Buying and reading every motorcycle mag I could afford meant that I collected more than my fair share of overseas heroes, too. Kenny Roberts won three consecutive 500cc titles despite never having raced on most of the European circuits where the races were contested, BUT he was a Yamaha rider so he could never be quite “up there” for me! I read about this crazy Pommie rider called Ron Haslam who rode for a guy called Mal Carter. Carter, a shameless self-promoter, called his business “Pharaoh Yamaha” and he arrived at the tracks in a Rolls Royce and got around the pits dressed up like an Arab sheik. I mean, what’s NOT to like about that?
Later I got the chance to meet Haslam and see him race here, in the Castrol Six Hour Race in 1980 and later in the Swann Series where he rode a glorious Honda F1 bike that had been previously raced at the Isle of Man. Much, much later I ran into Ron again and had the privilege of interviewing him on two separate occasions. They say you shouldn’t meet your heroes because they can sometimes fail to live up to your expectations. It certainly wasn’t the case with “Rocket Ron.”
I was fortunate to see and photograph Wayne Gardner at Oran Park in November 1976 (his first-ever road race meeting) and followed his career from that point onwards. Needless to say that, as a person who spent a great deal of their life living in the Illawarra, Wayne was my “local boy makes good” hero too. Despite the bad press that he attracts, especially locally (“a prophet is without praise in his own country”) he and I remain close friends and, whenever our paths cross, talk quickly turns to the “good days” of racing a TZ350 out of the back of a decrepit Holden ute!

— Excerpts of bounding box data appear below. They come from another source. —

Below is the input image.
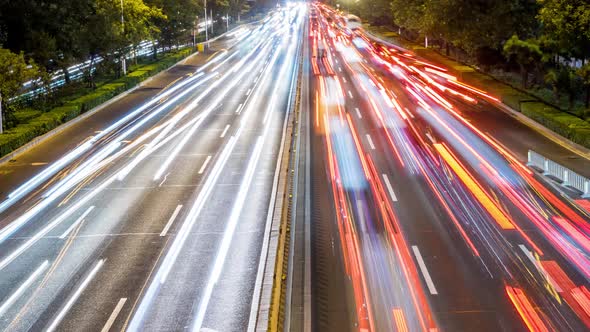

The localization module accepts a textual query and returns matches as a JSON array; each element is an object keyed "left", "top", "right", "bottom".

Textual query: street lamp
[{"left": 121, "top": 0, "right": 127, "bottom": 75}]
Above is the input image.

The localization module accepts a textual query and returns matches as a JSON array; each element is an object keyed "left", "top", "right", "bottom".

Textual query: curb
[
  {"left": 248, "top": 23, "right": 303, "bottom": 332},
  {"left": 493, "top": 103, "right": 590, "bottom": 160}
]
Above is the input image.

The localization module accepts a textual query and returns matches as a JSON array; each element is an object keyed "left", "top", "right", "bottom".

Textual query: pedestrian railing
[{"left": 527, "top": 150, "right": 590, "bottom": 198}]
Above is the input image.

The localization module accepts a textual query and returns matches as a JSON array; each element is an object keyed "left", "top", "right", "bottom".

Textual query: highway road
[
  {"left": 0, "top": 6, "right": 306, "bottom": 331},
  {"left": 306, "top": 5, "right": 590, "bottom": 331}
]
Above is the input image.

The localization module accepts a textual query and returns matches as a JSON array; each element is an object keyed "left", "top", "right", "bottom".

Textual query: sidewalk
[
  {"left": 365, "top": 26, "right": 590, "bottom": 178},
  {"left": 0, "top": 33, "right": 242, "bottom": 197}
]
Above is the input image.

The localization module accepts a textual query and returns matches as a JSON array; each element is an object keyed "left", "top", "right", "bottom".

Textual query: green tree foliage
[
  {"left": 146, "top": 0, "right": 204, "bottom": 46},
  {"left": 537, "top": 0, "right": 590, "bottom": 59},
  {"left": 504, "top": 35, "right": 543, "bottom": 89},
  {"left": 0, "top": 48, "right": 39, "bottom": 112}
]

Little was I to know that, just around the corner, my all-time, greatest road racing hero, was just waiting to burst onto the world stage. Louisiana-born and raised, Freddie (“FAST Freddie”) Spencer was, until the advent of Marc Marquez, the most meteoric star to appear on the world stage. He broke every record possible and lowered the colours of The “King” Kenny Roberts to win Honda’s first-ever 500cc World Championship. It wasn’t just the fact that he did it on a Honda that mattered, it was the WAY that he did it. Spencer re-wrote the textbook on motorcycle dynamics and physics, doing, with apparent ease, things on a bike that nobody had dared to try before. Listening to him explain how he DID this is even more difficult to grasp than actually watching him do it. In the opinion of most experts of the day, Spencer went faster on cold tyres than any rider before and few riders since.
If you can get off the line and back it into the first few corners while the rest of the field is “babying” their tyres, you are going to have a HUGE gap on the rest of the field after just a few laps and that is exactly what he did.
That was 30 years ago. Marquez has broken most of Freddie’s records now, but it doesn’t matter. To the true believers, Spencer is still in a different universe and will remain that way.
Now, what about villains, you might be asking? Well, there aren’t really any. Oh there have been a few who have pulled the occasional dodgy move; Lorenzo got himself banned back in the 250 days and Loris Capirossi’s 250 title is forever tainted, in my opinion, by the means whereby he achieved it. A very famous rider recently earned my contempt through the use of come very questionable tactics, but the fact is that, every last one of them gets out there on the track and does things that elevate them far above what I could HOPE to do, let alone achieve. They are ALL heroes.